Monday, Jul. 04, 1955
Of Warp & Woof
"Woof! Woof!" said Andre Kostelanetz' score. "Woof! Woof!" yelped a pretty young lady as the conductor gave her the cue. Then Kostelanetz turned gracefully away from Washington's National Symphony Orchestra to a man standing in front of the podium, who promptly let fly across the stage with a bowling ball and scored a clean--and noisy--strike. Kostelanetz beamed at the rumble and thud. A few minutes later the music sped up to sound like a bustling city: a rescue-squad man started a wailing siren, a park policeman astride his motorcycle to the right of the stage blew his whistle.
The occasion for all the special effects was the world premiere of Ferde (Grand Canyon Suite} Grofe's latest effort as a musical local-colorist, Hudson River Suite, in Washington, D.C.'s leafy Carter Barren Amphitheater. Its five movements describe 1) The River, with quickened tempo as it surges past Bear Mountain, and broad majesty as it reaches the Palisades; 2) Hendrick Hudson, the intrepid explorer, portrayed in horns and woodwinds and thundering percussion, often wistful because of his tragic end; 3) Rip Van Winkle, a clever description of the Washington Irving tale, in which Rip whistles for his dog (which answers "Woof! Woof!"), watches the dwarfs play at ninepins, has a couple of drinks while the bassoons rollick, sleeps it off and then calls for his dog (no "Woof"); 4) The Albany Night Boat, mostly moonlight and summer, and a five-piece Dixieland band on deck; 5) New York, a one-minute explosion in which the percussionists and their public-service assistants beat, squeeze, crank, .crash and blow vigorously.

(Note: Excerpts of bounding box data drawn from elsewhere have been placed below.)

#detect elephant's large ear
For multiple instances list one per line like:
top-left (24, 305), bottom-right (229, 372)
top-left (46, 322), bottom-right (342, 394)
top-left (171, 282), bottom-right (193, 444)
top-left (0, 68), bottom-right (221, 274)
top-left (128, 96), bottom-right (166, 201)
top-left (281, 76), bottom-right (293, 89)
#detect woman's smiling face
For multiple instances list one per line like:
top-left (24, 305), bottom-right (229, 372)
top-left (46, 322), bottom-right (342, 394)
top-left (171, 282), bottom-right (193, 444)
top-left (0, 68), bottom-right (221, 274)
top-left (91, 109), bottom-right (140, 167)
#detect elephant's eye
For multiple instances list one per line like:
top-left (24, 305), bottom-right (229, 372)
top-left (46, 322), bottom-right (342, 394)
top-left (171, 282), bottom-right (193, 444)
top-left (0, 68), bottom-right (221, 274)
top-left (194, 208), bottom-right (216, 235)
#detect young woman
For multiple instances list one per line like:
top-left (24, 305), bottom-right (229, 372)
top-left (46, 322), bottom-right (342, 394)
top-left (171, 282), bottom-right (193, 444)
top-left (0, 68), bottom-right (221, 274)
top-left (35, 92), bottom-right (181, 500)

At the end of its first rehearsal last week, Conductor Kostelanetz bounded off the podium and congratulated rotund Composer Grofe. "You really started something," said Grofe. Actually, whether the result was more effective as music or just enthusiastically collected noise, it was "Kosty" himself who started it. For seven years he has dreamed of channeling the Hudson musically, last fall commissioned Grofe in New York City. Grofe read a book about the river, recalled some river lore of his own (at six months he rode an Albany boat for two weeks to escape an epidemic on the Lower East Side), and sat down to compose in his study overlooking the Pacific Ocean. A fortnight ago the score was finished and airmailed to Kostelanetz.

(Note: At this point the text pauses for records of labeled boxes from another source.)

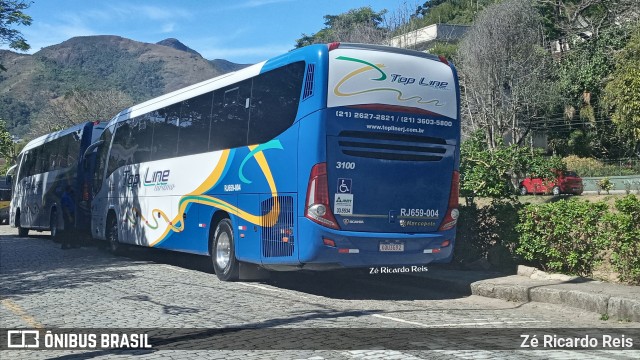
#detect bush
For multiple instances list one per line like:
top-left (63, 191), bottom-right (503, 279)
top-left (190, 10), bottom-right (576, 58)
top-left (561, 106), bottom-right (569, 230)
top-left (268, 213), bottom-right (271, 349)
top-left (516, 201), bottom-right (608, 276)
top-left (603, 195), bottom-right (640, 285)
top-left (596, 177), bottom-right (615, 194)
top-left (454, 200), bottom-right (523, 270)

"I've never used so many effects before," said Grofe. But he had no cause to worry about his amateur specialists. The motorcycle policeman took the assignment in stride ("I don't feel much different; I can handle it") and the siren man was even more blase about his symphonic debut ("Doesn't bother me; I used to be in the Bethesda-Chevy Chase High School Band"). Sally Herman, who does the barking, is a 25-year-old credit assistant at George Washington University Hospital. She landed the job unexpectedly by winning an audition over five real dogs. "I've never barked professionally," she explained. "I bark for kicks."